Longe da violência intensa, os traumas do conflito perseguiram as pessoas até Belgorod

Muitas pessoas em busca de segurança na cidade russa partilharam com a MSF que, apesar de estarem longe de áreas de violência intensa, não se conseguem livrar do eco das experiências traumáticas que enfrentaram

Rússia - Belgorod
© MSF

“O míssil atingiu o meu quintal e destruiu tudo”, lembra Gevork. “Foi como se estivesse num filme apocalíptico.”

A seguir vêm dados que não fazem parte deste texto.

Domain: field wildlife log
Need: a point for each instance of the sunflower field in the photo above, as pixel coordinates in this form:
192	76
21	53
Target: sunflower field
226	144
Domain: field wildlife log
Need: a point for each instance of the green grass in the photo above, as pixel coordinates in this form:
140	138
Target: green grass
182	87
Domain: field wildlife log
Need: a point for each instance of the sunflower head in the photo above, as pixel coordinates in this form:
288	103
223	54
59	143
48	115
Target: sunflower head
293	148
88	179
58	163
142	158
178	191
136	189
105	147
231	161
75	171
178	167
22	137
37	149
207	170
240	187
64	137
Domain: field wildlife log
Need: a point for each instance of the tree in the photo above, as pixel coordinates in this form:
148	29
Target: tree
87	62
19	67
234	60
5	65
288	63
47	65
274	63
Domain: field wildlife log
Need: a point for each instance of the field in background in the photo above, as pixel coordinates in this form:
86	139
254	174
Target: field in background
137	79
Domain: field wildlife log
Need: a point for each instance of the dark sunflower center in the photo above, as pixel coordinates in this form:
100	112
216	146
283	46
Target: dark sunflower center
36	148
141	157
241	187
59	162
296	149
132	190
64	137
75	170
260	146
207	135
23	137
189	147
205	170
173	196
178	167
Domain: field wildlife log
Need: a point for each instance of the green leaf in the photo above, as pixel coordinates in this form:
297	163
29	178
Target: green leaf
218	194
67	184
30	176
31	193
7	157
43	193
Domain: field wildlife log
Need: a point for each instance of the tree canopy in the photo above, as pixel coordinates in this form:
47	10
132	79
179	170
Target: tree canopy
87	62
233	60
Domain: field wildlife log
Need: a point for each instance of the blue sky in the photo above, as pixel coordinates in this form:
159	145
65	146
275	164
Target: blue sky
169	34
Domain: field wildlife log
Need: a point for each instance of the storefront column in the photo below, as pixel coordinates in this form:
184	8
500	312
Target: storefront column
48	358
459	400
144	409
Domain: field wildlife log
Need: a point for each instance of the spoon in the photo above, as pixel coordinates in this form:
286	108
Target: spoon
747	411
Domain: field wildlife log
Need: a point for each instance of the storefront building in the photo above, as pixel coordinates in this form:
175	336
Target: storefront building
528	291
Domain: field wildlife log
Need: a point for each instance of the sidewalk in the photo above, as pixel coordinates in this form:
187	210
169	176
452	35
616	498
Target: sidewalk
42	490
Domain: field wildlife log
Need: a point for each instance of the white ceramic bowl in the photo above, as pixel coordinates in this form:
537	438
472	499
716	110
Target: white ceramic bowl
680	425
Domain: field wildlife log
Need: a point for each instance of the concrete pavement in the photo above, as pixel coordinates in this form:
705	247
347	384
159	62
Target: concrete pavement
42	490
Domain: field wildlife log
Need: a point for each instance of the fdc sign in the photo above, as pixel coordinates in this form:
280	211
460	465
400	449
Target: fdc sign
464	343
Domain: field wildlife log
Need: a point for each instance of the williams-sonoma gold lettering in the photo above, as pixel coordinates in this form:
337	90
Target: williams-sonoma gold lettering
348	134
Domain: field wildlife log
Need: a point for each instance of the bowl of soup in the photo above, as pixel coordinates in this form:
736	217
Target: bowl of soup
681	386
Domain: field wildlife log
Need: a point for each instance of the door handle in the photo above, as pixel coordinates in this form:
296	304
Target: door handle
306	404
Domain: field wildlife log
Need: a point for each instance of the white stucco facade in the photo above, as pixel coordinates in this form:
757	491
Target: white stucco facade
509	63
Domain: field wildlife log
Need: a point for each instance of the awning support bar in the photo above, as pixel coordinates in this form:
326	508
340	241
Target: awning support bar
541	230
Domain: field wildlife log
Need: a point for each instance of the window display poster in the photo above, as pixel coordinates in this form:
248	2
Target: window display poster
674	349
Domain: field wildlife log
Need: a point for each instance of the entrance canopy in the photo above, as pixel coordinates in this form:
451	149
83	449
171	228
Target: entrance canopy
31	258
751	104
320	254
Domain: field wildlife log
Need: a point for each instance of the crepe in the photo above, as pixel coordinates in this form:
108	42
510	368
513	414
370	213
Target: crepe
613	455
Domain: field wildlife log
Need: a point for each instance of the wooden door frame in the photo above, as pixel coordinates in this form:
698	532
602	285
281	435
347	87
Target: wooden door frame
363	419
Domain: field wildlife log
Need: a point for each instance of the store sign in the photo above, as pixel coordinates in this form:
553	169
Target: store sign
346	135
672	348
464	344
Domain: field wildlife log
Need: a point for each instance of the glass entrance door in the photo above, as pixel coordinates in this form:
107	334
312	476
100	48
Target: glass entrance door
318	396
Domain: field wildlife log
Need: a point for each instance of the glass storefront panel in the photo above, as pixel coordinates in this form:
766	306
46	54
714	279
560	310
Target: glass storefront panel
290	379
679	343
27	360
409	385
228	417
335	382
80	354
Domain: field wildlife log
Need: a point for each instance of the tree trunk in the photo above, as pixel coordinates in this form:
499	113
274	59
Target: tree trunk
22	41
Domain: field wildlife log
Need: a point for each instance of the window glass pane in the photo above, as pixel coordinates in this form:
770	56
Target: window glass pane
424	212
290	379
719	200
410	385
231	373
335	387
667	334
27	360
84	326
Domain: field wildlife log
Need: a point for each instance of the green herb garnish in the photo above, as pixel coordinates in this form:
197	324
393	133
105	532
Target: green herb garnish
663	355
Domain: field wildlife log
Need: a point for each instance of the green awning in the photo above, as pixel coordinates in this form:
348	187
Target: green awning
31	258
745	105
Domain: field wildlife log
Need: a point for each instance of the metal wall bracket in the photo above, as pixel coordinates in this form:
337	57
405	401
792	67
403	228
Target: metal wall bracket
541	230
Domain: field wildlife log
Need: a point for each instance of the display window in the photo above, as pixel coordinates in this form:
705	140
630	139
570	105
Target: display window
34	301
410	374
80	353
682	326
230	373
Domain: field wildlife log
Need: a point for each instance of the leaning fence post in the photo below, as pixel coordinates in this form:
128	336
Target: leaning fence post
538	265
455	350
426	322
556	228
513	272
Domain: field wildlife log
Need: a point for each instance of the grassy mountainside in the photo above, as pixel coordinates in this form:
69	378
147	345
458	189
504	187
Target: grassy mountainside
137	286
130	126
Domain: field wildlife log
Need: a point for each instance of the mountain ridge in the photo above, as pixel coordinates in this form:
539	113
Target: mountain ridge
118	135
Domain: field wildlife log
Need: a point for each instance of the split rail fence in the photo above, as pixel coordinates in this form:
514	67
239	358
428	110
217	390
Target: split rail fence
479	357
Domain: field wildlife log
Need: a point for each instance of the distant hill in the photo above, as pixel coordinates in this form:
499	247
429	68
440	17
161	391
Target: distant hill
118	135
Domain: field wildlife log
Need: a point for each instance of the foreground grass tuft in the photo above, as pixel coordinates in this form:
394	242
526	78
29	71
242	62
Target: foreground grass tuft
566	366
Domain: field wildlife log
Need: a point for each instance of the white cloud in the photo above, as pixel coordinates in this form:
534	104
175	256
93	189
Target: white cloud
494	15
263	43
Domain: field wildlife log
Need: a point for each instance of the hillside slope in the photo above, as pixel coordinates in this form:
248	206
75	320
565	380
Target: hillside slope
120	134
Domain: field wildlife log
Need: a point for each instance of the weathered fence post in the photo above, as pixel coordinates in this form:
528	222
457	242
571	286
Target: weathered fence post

Em junho, a casa de família de Gevork em Novaia Tavoljanka, uma aldeia perto da fronteira russo-ucraniana, foi destruída durante um bombardeamento maciço na área. Sem alternativas de abrigo, Gevork – um jovem com 31 anos – teve de recorrer a um amigo, que o acolheu num apartamento na cidade russa de Belgorod, a 42 quilómetros da fronteira.

Desde outubro de 2022, Belgorod tem recebido milhares de pessoas deslocadas, forçadas a abandonar as regiões próximas da fronteira. Uma boa parte passou por exatamente o mesmo que Gevork e viu as casas serem destruídas ou danificadas. Em maio e junho, os bombardeamentos intensificaram-se nos distritos fronteiriços e nas aldeias da região de Belgorod e, consequentemente, as deslocações de pessoas atingiram um pico.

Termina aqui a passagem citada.